The Creative Director Speaks About the Evolution and Audience of a Bespoke Brand

Our new ‘Sir’ series - three elegant tortoiseshell frames inspired by our first collection - celebrates both our history and the craftsmanship of which we are so proud.  Who better, then, to model them for us than Kirk Miller, Creative Director of Manhattan’s revered and heritage-inspired custom clothiers Miller’s Oath.  Named after a general store his great-grandfathers owned in South Dakota at the turn of the century, Miller’s Oath promises a level of quality and honesty you won’t find many other places.  Favored by financiers, the fashion set and literary luminaries alike - Lorin Stein, editor of The Paris Review is an outspoken fan - Miller’s suiting, with its revelry in the finest materials and unstinting attention to detail, is the perfect pairing to our new gentlemanly collection.  Besides, the former soccer star is a pretty handsome chap to boot. We sat down with Miller on a recent afternoon to talk about his craft and prospects on a career in front of the camera.

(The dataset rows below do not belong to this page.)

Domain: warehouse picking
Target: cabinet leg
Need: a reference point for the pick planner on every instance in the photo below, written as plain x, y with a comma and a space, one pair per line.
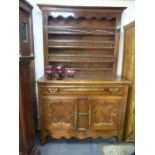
119, 139
42, 140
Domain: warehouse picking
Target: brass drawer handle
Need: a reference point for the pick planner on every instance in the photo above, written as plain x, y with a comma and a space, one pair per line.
52, 90
113, 90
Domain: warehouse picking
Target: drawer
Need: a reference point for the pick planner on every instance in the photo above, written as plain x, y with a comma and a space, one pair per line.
47, 90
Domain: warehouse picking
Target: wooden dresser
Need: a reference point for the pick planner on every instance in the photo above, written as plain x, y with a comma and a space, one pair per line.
93, 102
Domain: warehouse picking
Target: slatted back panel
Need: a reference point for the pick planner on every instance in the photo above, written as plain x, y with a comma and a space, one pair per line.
87, 45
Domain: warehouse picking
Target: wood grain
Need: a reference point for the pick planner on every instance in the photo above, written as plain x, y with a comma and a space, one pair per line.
129, 73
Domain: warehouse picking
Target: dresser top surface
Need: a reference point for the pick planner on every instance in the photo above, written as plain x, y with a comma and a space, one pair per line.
85, 80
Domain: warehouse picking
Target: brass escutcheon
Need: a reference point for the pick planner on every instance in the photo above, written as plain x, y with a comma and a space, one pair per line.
113, 90
52, 90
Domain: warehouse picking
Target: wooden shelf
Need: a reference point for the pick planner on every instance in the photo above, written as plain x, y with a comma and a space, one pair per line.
78, 58
84, 44
81, 30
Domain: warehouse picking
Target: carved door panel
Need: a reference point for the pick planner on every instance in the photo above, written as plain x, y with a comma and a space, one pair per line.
59, 112
105, 113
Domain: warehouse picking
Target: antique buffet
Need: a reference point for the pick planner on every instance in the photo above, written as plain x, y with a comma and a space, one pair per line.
92, 101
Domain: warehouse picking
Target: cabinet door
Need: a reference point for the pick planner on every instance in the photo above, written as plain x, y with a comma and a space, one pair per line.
105, 113
59, 112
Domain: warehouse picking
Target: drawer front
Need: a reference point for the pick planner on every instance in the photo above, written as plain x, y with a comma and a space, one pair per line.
47, 90
59, 112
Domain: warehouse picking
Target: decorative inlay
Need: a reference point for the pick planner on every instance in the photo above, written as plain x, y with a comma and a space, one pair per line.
60, 114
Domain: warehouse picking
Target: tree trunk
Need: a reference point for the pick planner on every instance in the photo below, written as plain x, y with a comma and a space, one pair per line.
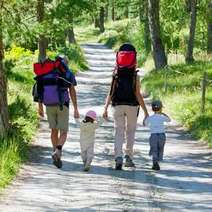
70, 31
113, 10
140, 11
189, 54
147, 42
42, 42
4, 116
101, 19
209, 42
159, 55
106, 11
126, 12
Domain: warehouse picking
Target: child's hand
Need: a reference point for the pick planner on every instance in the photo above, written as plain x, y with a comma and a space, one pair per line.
105, 115
40, 110
145, 120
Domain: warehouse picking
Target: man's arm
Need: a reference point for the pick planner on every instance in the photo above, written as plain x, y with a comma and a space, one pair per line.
73, 95
140, 97
107, 103
167, 117
40, 109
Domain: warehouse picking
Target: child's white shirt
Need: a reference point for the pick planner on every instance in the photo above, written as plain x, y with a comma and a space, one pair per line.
156, 122
87, 131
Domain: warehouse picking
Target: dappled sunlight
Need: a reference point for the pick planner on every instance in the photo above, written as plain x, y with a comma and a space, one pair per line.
185, 181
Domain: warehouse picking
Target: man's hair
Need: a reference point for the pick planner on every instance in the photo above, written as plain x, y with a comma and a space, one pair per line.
156, 105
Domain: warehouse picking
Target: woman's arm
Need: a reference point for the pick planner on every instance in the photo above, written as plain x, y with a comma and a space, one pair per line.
73, 95
140, 97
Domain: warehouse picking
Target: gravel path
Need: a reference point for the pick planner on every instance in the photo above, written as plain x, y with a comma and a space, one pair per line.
183, 184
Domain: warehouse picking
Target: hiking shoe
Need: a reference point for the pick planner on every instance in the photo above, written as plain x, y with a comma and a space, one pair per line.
156, 166
119, 163
129, 162
56, 156
87, 168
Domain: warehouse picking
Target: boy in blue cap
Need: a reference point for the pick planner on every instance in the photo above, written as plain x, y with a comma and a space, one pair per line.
158, 138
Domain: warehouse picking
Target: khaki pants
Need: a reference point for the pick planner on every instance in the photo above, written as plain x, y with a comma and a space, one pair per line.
58, 119
125, 121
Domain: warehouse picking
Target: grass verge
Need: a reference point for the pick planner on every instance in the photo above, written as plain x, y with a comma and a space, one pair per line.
179, 87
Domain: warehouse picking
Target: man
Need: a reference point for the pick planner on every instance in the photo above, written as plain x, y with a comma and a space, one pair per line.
58, 117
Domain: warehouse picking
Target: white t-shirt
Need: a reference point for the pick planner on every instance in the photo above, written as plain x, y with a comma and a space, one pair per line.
156, 122
87, 130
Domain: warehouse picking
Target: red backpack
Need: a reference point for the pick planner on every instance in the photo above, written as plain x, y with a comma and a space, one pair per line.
47, 66
124, 78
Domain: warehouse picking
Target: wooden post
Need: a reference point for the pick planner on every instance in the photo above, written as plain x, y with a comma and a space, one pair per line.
204, 85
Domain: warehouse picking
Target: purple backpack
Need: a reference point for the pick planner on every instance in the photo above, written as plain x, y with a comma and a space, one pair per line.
53, 91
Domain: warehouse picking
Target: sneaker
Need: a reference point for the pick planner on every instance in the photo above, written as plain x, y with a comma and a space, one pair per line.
129, 162
156, 166
119, 163
87, 168
56, 156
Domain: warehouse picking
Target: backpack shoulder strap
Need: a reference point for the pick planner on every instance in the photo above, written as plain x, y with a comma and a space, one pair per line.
114, 79
135, 80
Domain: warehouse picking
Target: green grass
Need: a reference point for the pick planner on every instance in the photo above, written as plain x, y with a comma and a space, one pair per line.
23, 118
179, 88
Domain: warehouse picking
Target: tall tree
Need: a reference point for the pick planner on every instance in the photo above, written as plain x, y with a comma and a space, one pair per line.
159, 55
4, 117
70, 29
209, 14
113, 10
102, 19
42, 41
143, 16
190, 47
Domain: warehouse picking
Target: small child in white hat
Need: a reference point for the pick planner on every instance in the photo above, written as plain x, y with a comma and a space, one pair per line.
88, 127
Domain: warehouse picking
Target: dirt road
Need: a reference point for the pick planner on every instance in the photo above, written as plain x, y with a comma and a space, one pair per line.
183, 184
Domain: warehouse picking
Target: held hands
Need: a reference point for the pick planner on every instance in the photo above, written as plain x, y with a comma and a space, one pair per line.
145, 117
105, 115
76, 114
40, 110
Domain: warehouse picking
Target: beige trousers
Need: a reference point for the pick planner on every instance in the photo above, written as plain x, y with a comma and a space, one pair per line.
125, 121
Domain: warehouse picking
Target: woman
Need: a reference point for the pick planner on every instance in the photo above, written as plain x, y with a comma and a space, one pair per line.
126, 98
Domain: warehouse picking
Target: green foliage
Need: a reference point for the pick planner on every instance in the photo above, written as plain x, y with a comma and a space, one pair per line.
179, 87
128, 30
23, 116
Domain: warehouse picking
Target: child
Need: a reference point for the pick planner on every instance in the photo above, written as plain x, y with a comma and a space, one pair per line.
158, 137
87, 137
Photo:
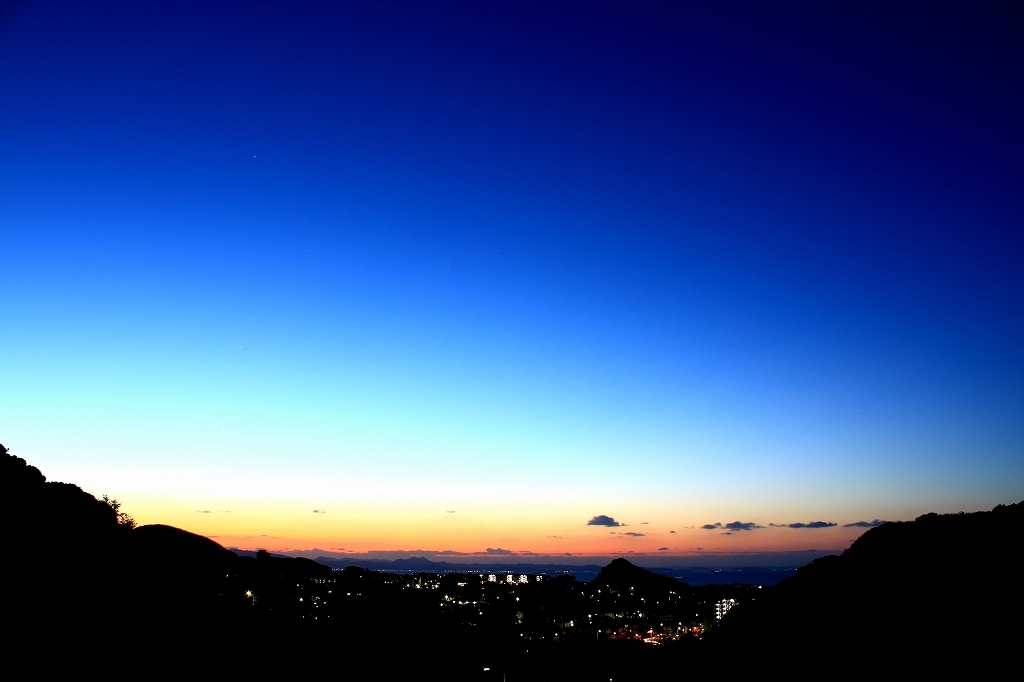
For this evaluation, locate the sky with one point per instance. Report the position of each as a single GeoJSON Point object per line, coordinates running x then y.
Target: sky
{"type": "Point", "coordinates": [553, 278]}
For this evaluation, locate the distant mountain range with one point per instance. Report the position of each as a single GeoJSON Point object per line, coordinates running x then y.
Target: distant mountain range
{"type": "Point", "coordinates": [81, 581]}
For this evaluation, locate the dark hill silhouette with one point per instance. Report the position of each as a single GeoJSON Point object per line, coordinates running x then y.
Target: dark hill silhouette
{"type": "Point", "coordinates": [937, 588]}
{"type": "Point", "coordinates": [624, 576]}
{"type": "Point", "coordinates": [80, 581]}
{"type": "Point", "coordinates": [167, 544]}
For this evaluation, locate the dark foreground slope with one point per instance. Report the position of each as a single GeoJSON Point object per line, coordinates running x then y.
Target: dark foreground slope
{"type": "Point", "coordinates": [923, 593]}
{"type": "Point", "coordinates": [84, 588]}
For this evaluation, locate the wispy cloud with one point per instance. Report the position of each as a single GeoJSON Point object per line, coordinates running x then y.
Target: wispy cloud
{"type": "Point", "coordinates": [734, 525]}
{"type": "Point", "coordinates": [864, 524]}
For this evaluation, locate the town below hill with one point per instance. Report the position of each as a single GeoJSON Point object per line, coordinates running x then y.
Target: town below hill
{"type": "Point", "coordinates": [87, 587]}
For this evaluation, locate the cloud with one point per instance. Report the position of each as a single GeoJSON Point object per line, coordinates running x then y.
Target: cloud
{"type": "Point", "coordinates": [734, 525]}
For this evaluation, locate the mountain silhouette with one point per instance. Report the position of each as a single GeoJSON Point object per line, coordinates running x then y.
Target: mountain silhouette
{"type": "Point", "coordinates": [942, 587]}
{"type": "Point", "coordinates": [624, 576]}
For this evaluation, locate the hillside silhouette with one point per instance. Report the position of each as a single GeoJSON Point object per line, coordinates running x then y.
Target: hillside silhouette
{"type": "Point", "coordinates": [941, 588]}
{"type": "Point", "coordinates": [84, 583]}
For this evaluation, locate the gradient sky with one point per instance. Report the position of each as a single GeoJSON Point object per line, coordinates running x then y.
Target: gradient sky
{"type": "Point", "coordinates": [466, 275]}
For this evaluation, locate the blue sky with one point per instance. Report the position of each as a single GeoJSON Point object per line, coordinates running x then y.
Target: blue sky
{"type": "Point", "coordinates": [692, 262]}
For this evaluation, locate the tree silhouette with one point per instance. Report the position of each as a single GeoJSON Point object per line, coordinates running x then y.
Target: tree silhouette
{"type": "Point", "coordinates": [124, 518]}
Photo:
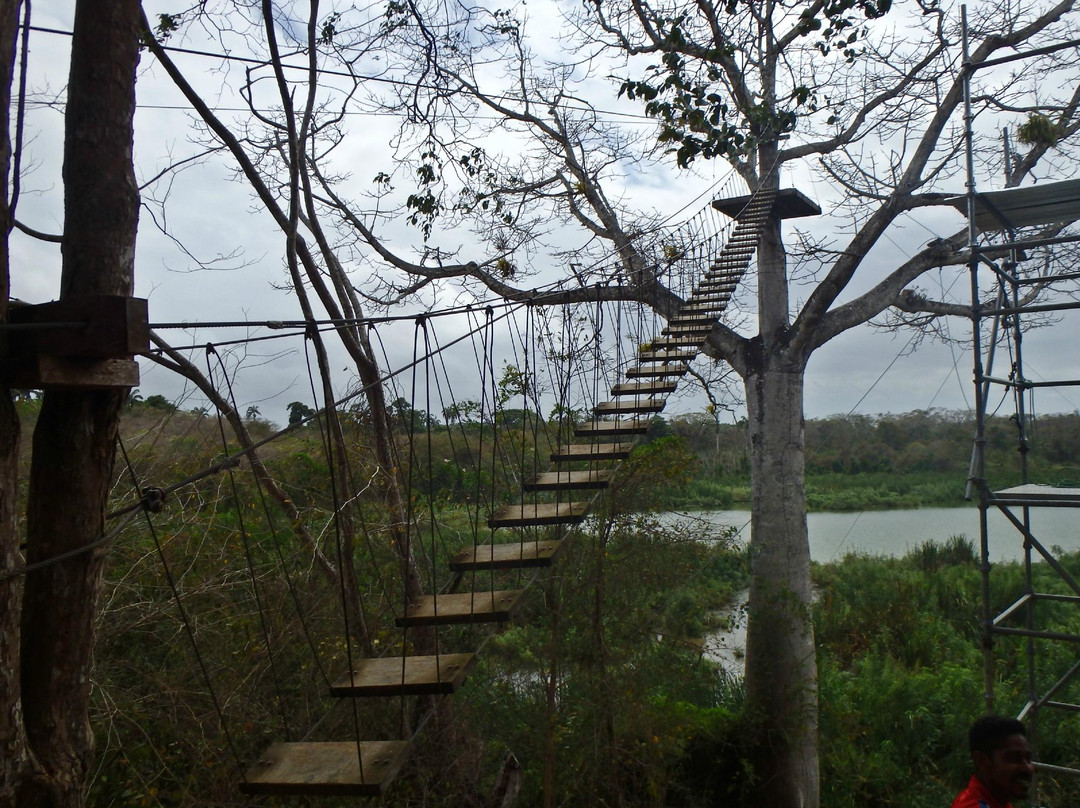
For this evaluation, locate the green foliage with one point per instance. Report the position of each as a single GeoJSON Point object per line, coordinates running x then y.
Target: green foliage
{"type": "Point", "coordinates": [298, 412]}
{"type": "Point", "coordinates": [1039, 130]}
{"type": "Point", "coordinates": [858, 462]}
{"type": "Point", "coordinates": [900, 671]}
{"type": "Point", "coordinates": [689, 92]}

So, what do you think - do you have a future in modeling?

Noooooo.  I think I ought to buy back my rights.

Oh, you look great and the clothes are, of course, amazing.  There is a natural overlap, I think, between the worlds of Oliver Peoples and Miller’s Oath.  When you created the shop, the brand, did you have a very specific idea of who was going to come to you?

No, we didn’t at all.  The guys who wanted to come find it did.  The guys who ended up coming in made us think, ‘Oh cool, that’s exactly who we would want wearing it.’  Even though all of them are so different - that has been something that I found really interesting, and something I think Oliver Peoples has as well - a very hardcore group of dedicated customers who really care about what we are all about as much as we do!  I feel very fortunate that I really like all of our guys.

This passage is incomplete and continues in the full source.